Mr. Mashburn was a legal member of the Chickasaw tribe, having married a Chickasaw woman. He served as Judge of Panola County two years. One of the unusual cases that came before him was a man by the name of Wilson, a desperate character who had killed a nephew of George Harkins. He was tried and convicted and sentenced to be hanged. He got away from the court sentence by swearing that he was not a Chickasaw, but a United States citizen, which made him immune to be tried before an Indian court. He claimed he was part negro and very little Chickasaw. He had never said before he was of negro blood, and not until his neck was in jeopardy did he admit that he was not Indian.

One of the attorney generals Robert Boyd, let many cases go by default because he was afraid of the prosecuting attorneys, George Harkins, and George James, because they were better versed in the law than he was. The way he would do he would say he had the headache or the neuralgia, and go to the woods. This surely would provoke the Sheriff and those who had spent much time in working up the cases. On several occasions it had taken the Sheriff four or five days to get the witness there. There were no railroads at that time in the Territory except the M. K. and T. and the Sheriff had to go on horseback through the country and find the witnesses as best he could.

An incident that happened in county court at Tishomingo, was a case which came up regarding the disposition of property in the case of separation of a man and his wife.
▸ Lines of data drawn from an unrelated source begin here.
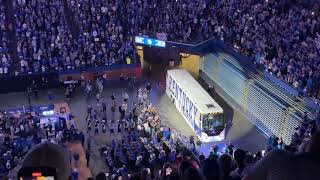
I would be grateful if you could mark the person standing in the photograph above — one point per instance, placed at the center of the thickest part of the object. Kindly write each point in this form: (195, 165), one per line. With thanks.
(96, 130)
(35, 89)
(88, 157)
(148, 87)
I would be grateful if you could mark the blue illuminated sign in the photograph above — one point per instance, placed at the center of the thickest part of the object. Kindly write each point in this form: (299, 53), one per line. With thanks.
(188, 108)
(150, 42)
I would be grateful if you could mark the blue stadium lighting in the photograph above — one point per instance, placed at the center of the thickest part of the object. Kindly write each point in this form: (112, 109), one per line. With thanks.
(150, 42)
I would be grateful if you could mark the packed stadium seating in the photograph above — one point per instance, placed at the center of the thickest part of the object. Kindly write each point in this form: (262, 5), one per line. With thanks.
(5, 59)
(278, 35)
(282, 36)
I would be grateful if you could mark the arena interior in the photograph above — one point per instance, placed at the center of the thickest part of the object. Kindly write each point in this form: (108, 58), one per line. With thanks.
(159, 90)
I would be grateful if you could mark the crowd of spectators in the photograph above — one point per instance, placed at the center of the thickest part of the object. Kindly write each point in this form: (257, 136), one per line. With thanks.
(20, 131)
(44, 42)
(105, 38)
(280, 35)
(5, 59)
(144, 148)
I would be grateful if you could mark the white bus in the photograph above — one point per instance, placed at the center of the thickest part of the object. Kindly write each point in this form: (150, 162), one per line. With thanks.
(199, 109)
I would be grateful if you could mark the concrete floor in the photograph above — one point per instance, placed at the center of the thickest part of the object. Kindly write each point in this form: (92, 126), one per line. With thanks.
(242, 134)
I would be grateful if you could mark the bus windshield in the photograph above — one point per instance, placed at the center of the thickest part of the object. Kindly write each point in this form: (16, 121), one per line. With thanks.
(213, 124)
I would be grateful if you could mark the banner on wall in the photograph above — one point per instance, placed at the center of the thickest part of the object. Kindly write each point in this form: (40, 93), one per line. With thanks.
(162, 36)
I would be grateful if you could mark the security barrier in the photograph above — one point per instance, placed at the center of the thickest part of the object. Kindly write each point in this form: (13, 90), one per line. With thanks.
(263, 108)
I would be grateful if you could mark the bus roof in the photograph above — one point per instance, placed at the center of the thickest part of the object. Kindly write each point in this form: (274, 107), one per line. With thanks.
(200, 97)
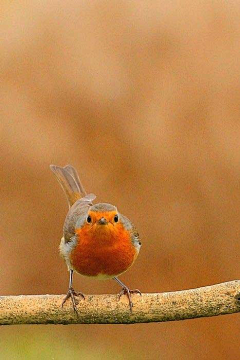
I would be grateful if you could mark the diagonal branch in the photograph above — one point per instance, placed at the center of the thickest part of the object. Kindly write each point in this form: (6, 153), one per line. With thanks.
(206, 301)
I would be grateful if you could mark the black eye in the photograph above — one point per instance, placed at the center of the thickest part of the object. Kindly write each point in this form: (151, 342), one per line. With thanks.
(89, 219)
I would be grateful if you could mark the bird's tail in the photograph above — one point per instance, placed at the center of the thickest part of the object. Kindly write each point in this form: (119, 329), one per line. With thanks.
(70, 182)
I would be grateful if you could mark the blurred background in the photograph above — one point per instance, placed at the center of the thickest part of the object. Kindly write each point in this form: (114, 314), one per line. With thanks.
(143, 98)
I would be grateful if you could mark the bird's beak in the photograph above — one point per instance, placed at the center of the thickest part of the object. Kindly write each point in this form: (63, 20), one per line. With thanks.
(102, 221)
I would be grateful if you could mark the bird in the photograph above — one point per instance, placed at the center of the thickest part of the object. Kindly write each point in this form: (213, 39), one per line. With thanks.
(98, 241)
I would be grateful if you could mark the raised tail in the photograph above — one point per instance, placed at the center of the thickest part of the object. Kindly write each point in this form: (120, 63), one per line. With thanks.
(68, 178)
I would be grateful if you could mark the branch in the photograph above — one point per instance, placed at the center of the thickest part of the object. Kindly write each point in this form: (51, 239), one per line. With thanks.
(207, 301)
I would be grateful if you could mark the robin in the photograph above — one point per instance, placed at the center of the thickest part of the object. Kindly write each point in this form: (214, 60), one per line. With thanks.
(97, 241)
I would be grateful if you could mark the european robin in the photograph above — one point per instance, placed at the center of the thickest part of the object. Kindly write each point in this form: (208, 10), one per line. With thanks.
(97, 241)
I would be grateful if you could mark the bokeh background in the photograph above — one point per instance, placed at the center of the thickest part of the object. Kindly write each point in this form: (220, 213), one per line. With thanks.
(143, 98)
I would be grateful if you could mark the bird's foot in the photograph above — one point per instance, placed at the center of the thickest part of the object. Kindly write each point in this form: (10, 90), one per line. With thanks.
(73, 294)
(128, 292)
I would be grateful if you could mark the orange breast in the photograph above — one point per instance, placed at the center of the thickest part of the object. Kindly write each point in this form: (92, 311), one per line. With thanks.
(105, 251)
Judge Joe Harris was presiding. The woman was a Chickasaw and the man was white. They had accumulated quite a little property. Judge Harris was going to give the woman everything, and not let the man have anything. Frank Overton was Governor at the time and happened to be present. He asked the Judge if he did not think he was exceed-

Page 404

ing his authority. After a little consideration the Judge changed his ruling, and did not mind the interference of the Governor.

It is interesting to know what the salaries of those Chickasaw officials were at that time. The Governor received $1500.00, Attorney General, $500.00, County Judge, $200.00, District Judge, $600.00, Supreme Judge, $200.00, Treasurer, $600.00, Auditor, $500.00, Constable, $400.00, Superintendent of Schools $750.00, Supreme Clerk, $100.00. The Senators and Representatives of the Legislature received four dollars a day; Draftsmen, Clerks, Interpreters and Sergeants at Arms also received four dollars a day. Principal of teachers, $1500.00 a year, Seamstresses in schools $300.00, Laundresses $300.00, and the Cooks in the schools received $300.00 per year.

By such a simple code of laws the Chickasaw people lived peaceably and happily together. It was after the settling and the intrusion of so many white people their troubles began.


The above article was obtained by Czarina C. Conlan in an interview with Judge John H. Mashburn November 18th. 1926.